On October 26th, incumbent president Dilma Rousseff of the centre-left Workers Party (PT) got re-elected in a second round run-off against Aécio Neves of the centrist Brazilian Social Democracy Party (PSDB). In the weeks leading to the run-off, Brazil’s financial markets had been responding nervously to the results of every poll being published, clearly favouring a Neves-victory.

President Rousseff’s narrow re-election, with just 51.6% of the votes against 48.4% for Neves, dashed the hopes of investors and nearly half the electorate who had bet on her pro-business challenger. Her victory faced cold reality when the financial markets opened the day after, as Brazil’s stock exchange tumbled on doubts that she would be able to restore confidence in the economy and maintain political support in a highly divided nation. The markets have been acting hesitant ever since, as they waited for Dilma Rousseff to nominate her new economic team, which is now more important than ever with the country’s investment-grade rating potentially at stake.

After weeks of speculation that left the Brazilian Stock Exchange on a roller coaster ride, Dilma Rousseff last Thursday finally announced the appointment of Joaquim Levy as her next finance minister.

Mr.
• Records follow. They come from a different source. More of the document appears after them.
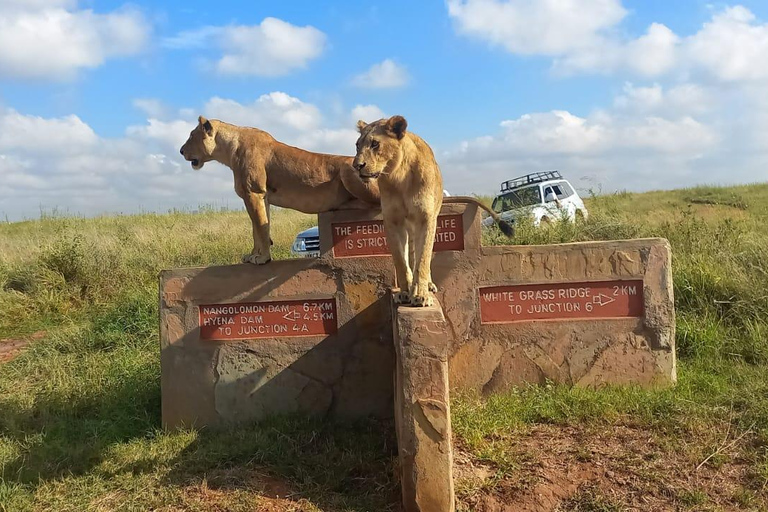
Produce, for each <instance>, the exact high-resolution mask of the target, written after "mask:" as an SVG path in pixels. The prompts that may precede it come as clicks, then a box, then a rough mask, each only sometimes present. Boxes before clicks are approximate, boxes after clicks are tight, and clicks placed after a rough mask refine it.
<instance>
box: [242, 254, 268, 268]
mask: <svg viewBox="0 0 768 512" xmlns="http://www.w3.org/2000/svg"><path fill="white" fill-rule="evenodd" d="M270 261H272V258H270V257H269V255H266V256H259V255H258V254H253V253H251V254H245V255H243V263H251V264H253V265H264V264H266V263H269V262H270Z"/></svg>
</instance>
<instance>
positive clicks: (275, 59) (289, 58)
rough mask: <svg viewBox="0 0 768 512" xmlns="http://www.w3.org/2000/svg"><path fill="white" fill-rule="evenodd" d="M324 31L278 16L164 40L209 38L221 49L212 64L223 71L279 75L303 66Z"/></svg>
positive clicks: (222, 27)
mask: <svg viewBox="0 0 768 512" xmlns="http://www.w3.org/2000/svg"><path fill="white" fill-rule="evenodd" d="M326 40H327V37H326V35H325V34H324V33H323V32H322V31H320V30H318V29H316V28H315V27H312V26H309V25H308V26H305V27H299V26H296V25H292V24H290V23H287V22H285V21H283V20H280V19H277V18H264V20H263V21H262V22H261V23H260V24H258V25H231V26H225V27H217V26H207V27H203V28H200V29H197V30H192V31H185V32H180V33H179V34H177V35H176V36H174V37H171V38H167V39H165V40H164V42H163V44H164V46H165V47H166V48H171V49H192V48H203V47H205V46H207V45H209V44H210V43H211V42H213V43H214V44H216V45H217V46H218V47H219V48H220V49H221V51H222V52H223V54H222V56H221V57H220V58H219V59H218V60H217V61H216V62H215V63H214V64H213V68H214V69H215V70H216V71H217V72H218V73H220V74H222V75H243V76H247V75H255V76H282V75H287V74H289V73H291V72H293V71H296V70H300V69H304V68H306V67H307V65H308V64H309V62H310V61H312V60H314V59H316V58H318V57H319V56H320V55H321V54H322V53H323V51H324V50H325V46H326Z"/></svg>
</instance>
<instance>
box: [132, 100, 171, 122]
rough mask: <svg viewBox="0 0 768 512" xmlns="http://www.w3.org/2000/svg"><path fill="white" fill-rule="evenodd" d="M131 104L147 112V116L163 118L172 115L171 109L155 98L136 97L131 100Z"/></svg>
mask: <svg viewBox="0 0 768 512" xmlns="http://www.w3.org/2000/svg"><path fill="white" fill-rule="evenodd" d="M133 106H134V107H136V108H137V109H139V110H141V111H142V112H144V113H145V114H147V116H148V117H154V118H159V119H164V118H167V117H168V116H170V115H172V114H171V109H169V108H168V107H167V106H166V105H165V104H163V102H162V101H160V100H158V99H157V98H136V99H134V100H133Z"/></svg>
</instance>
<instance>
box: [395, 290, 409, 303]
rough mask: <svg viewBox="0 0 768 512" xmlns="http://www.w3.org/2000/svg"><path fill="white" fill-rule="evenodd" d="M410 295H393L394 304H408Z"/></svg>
mask: <svg viewBox="0 0 768 512" xmlns="http://www.w3.org/2000/svg"><path fill="white" fill-rule="evenodd" d="M410 303H411V294H410V293H408V292H397V293H396V294H395V304H410Z"/></svg>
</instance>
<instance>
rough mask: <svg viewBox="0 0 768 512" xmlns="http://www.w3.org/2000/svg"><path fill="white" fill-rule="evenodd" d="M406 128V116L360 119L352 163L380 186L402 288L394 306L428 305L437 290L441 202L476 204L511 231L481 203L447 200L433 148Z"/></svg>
mask: <svg viewBox="0 0 768 512" xmlns="http://www.w3.org/2000/svg"><path fill="white" fill-rule="evenodd" d="M407 126H408V123H407V121H406V120H405V118H403V117H402V116H393V117H391V118H389V119H380V120H378V121H375V122H373V123H370V124H367V123H365V122H364V121H358V123H357V128H358V130H359V131H360V137H359V138H358V140H357V145H356V147H357V153H356V154H355V160H354V163H353V165H354V167H355V169H357V171H358V172H359V174H360V177H361V178H362V179H363V180H366V181H368V182H374V181H378V183H379V191H380V192H381V210H382V214H383V216H384V232H385V234H386V237H387V244H388V245H389V249H390V252H391V253H392V258H393V262H394V264H395V272H396V274H397V284H398V286H399V287H400V292H399V293H398V295H397V296H396V297H395V300H396V302H397V303H399V304H408V303H410V304H411V305H413V306H430V305H432V304H433V302H434V298H433V296H432V293H433V292H434V291H436V289H435V288H434V285H433V284H432V276H431V270H430V266H431V263H432V247H433V245H434V242H435V231H436V229H437V216H438V214H439V213H440V207H441V206H442V204H443V202H446V203H472V204H475V205H477V206H479V207H480V208H482V209H484V210H486V211H487V212H488V213H489V214H490V215H491V216H492V217H493V218H494V220H495V221H496V222H497V223H499V226H500V227H501V228H502V231H504V232H505V233H506V234H508V235H509V234H511V231H512V230H511V227H510V226H509V225H508V224H506V223H504V222H503V221H501V220H500V219H499V217H498V215H497V214H496V213H495V212H493V211H492V210H490V209H489V208H488V207H487V206H485V205H483V204H482V203H480V202H479V201H478V200H477V199H474V198H472V197H462V196H458V197H457V196H453V197H446V198H443V178H442V175H441V174H440V167H439V166H438V165H437V161H436V160H435V155H434V153H433V152H432V148H430V147H429V144H427V143H426V142H424V140H423V139H422V138H421V137H419V136H418V135H415V134H413V133H411V132H408V131H407ZM409 259H410V260H411V261H410V262H409Z"/></svg>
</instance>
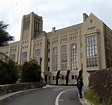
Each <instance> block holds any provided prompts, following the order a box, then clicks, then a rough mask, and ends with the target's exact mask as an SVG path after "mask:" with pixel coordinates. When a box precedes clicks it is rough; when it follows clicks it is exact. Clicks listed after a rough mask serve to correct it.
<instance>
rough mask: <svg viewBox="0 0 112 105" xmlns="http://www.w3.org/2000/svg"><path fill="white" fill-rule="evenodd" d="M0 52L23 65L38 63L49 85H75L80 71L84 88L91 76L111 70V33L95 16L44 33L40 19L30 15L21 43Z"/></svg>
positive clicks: (40, 19) (26, 16)
mask: <svg viewBox="0 0 112 105" xmlns="http://www.w3.org/2000/svg"><path fill="white" fill-rule="evenodd" d="M0 52H2V53H4V54H6V55H7V56H9V57H10V58H11V59H12V60H14V61H16V62H18V64H23V63H24V62H25V61H29V60H30V59H36V61H37V62H38V63H39V64H40V65H41V70H42V77H43V79H44V81H46V83H48V84H56V75H57V72H58V71H59V70H60V78H59V84H65V83H66V80H65V78H66V74H67V71H68V70H69V71H70V73H69V81H68V84H76V81H77V76H78V74H79V70H81V69H82V70H83V82H84V85H86V86H87V85H88V77H89V75H90V73H91V72H94V71H96V70H101V69H105V68H108V67H111V66H112V30H111V29H110V28H109V27H108V26H107V25H106V24H105V23H104V22H102V21H101V20H100V19H99V18H97V17H96V16H95V15H94V14H93V13H91V14H90V15H89V16H88V15H87V14H86V13H83V22H82V23H79V24H76V25H73V26H69V27H65V28H62V29H59V30H56V29H55V27H53V28H52V31H51V32H45V31H43V20H42V17H41V16H38V15H37V14H35V13H33V12H31V13H30V14H28V15H24V16H23V18H22V25H21V36H20V41H17V42H13V43H11V44H9V45H8V46H5V47H0Z"/></svg>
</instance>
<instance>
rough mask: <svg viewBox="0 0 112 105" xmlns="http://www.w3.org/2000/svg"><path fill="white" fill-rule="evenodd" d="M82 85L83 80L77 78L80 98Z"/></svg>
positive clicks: (81, 94) (77, 83) (81, 89)
mask: <svg viewBox="0 0 112 105" xmlns="http://www.w3.org/2000/svg"><path fill="white" fill-rule="evenodd" d="M82 87H83V81H82V79H81V78H80V79H78V80H77V88H78V91H79V96H80V98H82Z"/></svg>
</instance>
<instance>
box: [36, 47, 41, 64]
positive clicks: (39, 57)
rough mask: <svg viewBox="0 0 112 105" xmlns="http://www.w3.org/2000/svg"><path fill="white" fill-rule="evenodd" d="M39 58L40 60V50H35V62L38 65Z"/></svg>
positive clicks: (39, 59) (37, 49)
mask: <svg viewBox="0 0 112 105" xmlns="http://www.w3.org/2000/svg"><path fill="white" fill-rule="evenodd" d="M40 58H41V49H37V50H35V60H36V61H37V62H38V64H40V63H41V62H40Z"/></svg>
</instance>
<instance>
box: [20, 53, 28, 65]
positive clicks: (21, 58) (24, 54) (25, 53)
mask: <svg viewBox="0 0 112 105" xmlns="http://www.w3.org/2000/svg"><path fill="white" fill-rule="evenodd" d="M21 59H22V64H24V62H25V61H27V52H23V53H22V58H21Z"/></svg>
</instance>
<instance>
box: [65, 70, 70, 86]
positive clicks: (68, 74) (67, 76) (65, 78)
mask: <svg viewBox="0 0 112 105" xmlns="http://www.w3.org/2000/svg"><path fill="white" fill-rule="evenodd" d="M69 74H70V70H67V73H66V78H65V79H66V85H68V81H69Z"/></svg>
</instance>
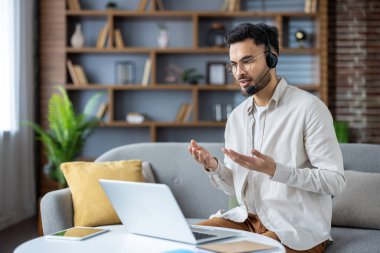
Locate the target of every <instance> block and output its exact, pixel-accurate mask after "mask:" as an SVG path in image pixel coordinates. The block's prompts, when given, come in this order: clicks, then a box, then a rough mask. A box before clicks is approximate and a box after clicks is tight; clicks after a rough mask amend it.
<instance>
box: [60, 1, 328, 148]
mask: <svg viewBox="0 0 380 253" xmlns="http://www.w3.org/2000/svg"><path fill="white" fill-rule="evenodd" d="M326 1H327V0H321V1H319V8H318V12H317V13H303V12H280V13H279V12H259V11H234V12H221V11H177V10H172V11H170V10H165V11H157V10H148V11H136V10H79V11H72V10H65V12H64V15H65V19H66V23H67V22H68V20H69V19H71V18H78V17H79V18H91V17H102V18H105V20H106V21H107V22H109V23H110V25H111V29H110V32H109V34H112V32H113V30H114V29H115V27H114V23H115V19H131V18H133V19H147V18H149V19H158V20H160V19H165V20H171V19H186V20H188V22H190V23H192V43H191V44H192V46H191V47H178V48H174V47H173V48H170V47H169V48H165V49H161V48H154V47H152V48H147V47H125V48H116V47H114V46H111V47H106V48H101V49H99V48H96V47H85V48H80V49H76V48H71V47H65V48H64V53H65V57H67V58H70V57H71V56H74V55H80V54H84V55H86V54H89V55H93V54H100V55H101V54H126V55H146V57H147V58H150V59H151V60H152V67H151V78H150V79H151V82H150V83H149V84H148V86H142V85H141V84H138V83H136V84H132V85H110V84H101V83H91V84H88V85H86V86H74V85H73V84H71V83H67V80H66V85H64V87H65V88H66V89H67V90H70V91H73V92H74V91H91V90H103V91H106V92H107V96H108V97H107V99H108V101H109V106H110V107H109V111H110V112H111V113H109V118H108V121H107V122H105V123H103V124H102V126H104V127H132V128H133V127H145V128H150V136H151V140H152V141H156V140H157V139H158V137H159V136H157V128H165V127H224V126H225V122H211V121H210V122H205V121H199V120H198V118H199V99H200V98H199V94H200V92H205V91H231V92H238V91H239V87H238V86H237V85H234V84H229V85H223V86H217V85H207V84H206V85H203V84H202V85H185V84H163V83H157V74H158V73H157V64H158V63H157V57H158V56H160V55H173V54H180V55H194V54H195V55H212V54H228V48H223V47H222V48H220V47H201V46H199V35H200V26H201V25H202V22H204V21H205V20H208V19H210V20H213V19H214V20H218V19H223V20H224V19H229V18H231V19H234V18H242V19H244V18H247V17H259V18H270V19H271V20H273V23H274V24H275V25H276V26H277V27H278V29H279V32H280V34H279V40H280V41H279V45H280V54H281V55H314V56H318V57H319V58H320V69H321V71H320V83H319V84H318V83H315V84H308V85H302V84H300V85H295V86H297V87H299V88H301V89H304V90H306V91H309V92H315V93H318V94H319V95H320V97H321V99H322V100H323V101H324V102H325V103H327V101H328V98H327V91H328V89H327V78H326V77H327V44H326V43H327V42H326V41H325V40H324V39H323V38H322V37H323V36H325V35H326V34H327V9H326V8H327V2H326ZM293 18H295V19H303V18H305V19H311V20H313V22H315V23H317V26H316V30H317V32H316V34H315V40H316V43H315V45H317V47H315V48H288V47H284V46H283V45H284V36H285V35H284V34H283V25H284V22H287V20H289V19H293ZM110 38H112V36H110ZM66 41H67V39H66ZM111 42H112V40H111ZM111 45H112V43H111ZM144 90H149V91H164V90H171V91H185V92H190V93H191V100H192V104H193V113H192V115H193V116H192V118H191V120H190V122H154V121H147V122H144V123H142V124H130V123H127V122H124V121H118V120H115V119H114V114H115V113H114V109H115V108H114V97H115V93H117V92H128V91H144Z"/></svg>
Levy, an executive at Bradesco, Brazil’s second largest private bank, was national Treasury Secretary between 2003 and 2006 and Finance Secretary for the state of Rio de Janeiro between 2007 and 2010. He holds a doctorate in economics from the University of Chicago and served on the International Monetary Fund (IMF) and the European Central Bank (ECB).

Mr. Levy, also known as the ‘scissors-man’ because of his reputation for fiscal discipline, has emphasized the need to strengthen Brazil’s fiscal accounts and set a primary budget surplus as early as 2015. He said his team’s target would be a primary surplus of 1.2 percent of the GDP in 2015, and no less than two percent in 2016 and 2017. “Meeting these targets is fundamental to increase confidence in the Brazilian economy and lay the foundation for recovering economic growth,” explained Levy.

While in her first term President Rousseff appointed prominent PT sympathizers to her economic team, it is clear that the appointment of Joaquim Levy last week is a strong sign that she is willing to accept strong, non-PT candidates into key positions. She realizes the need for change in Brazil’s current economic policy that has led to a weakening currency and higher than targeted inflation. Restoring investor confidence could eventually reignite the economic growth, and therefore will be one of her concerns as well.

In addition to Mr. Levy’s appointment last week, Mrs. Rousseff this week confirmed the nomination of Armando Monteiro – another market-friendly protagonist who led Brazil’s most powerful business lobby – as the new head of the Ministry of Industry and Trade.

Although markets clearly would have preferred a victory of the PSDB and Aécio Neves in October, and even though it remains to be seen how much freedom President Rousseff will give her new ministers to dictate policy, the markets welcomed the change in policy. Appointing market-friendly ministers to her new cabinet should be a first step towards gaining back investor confidence.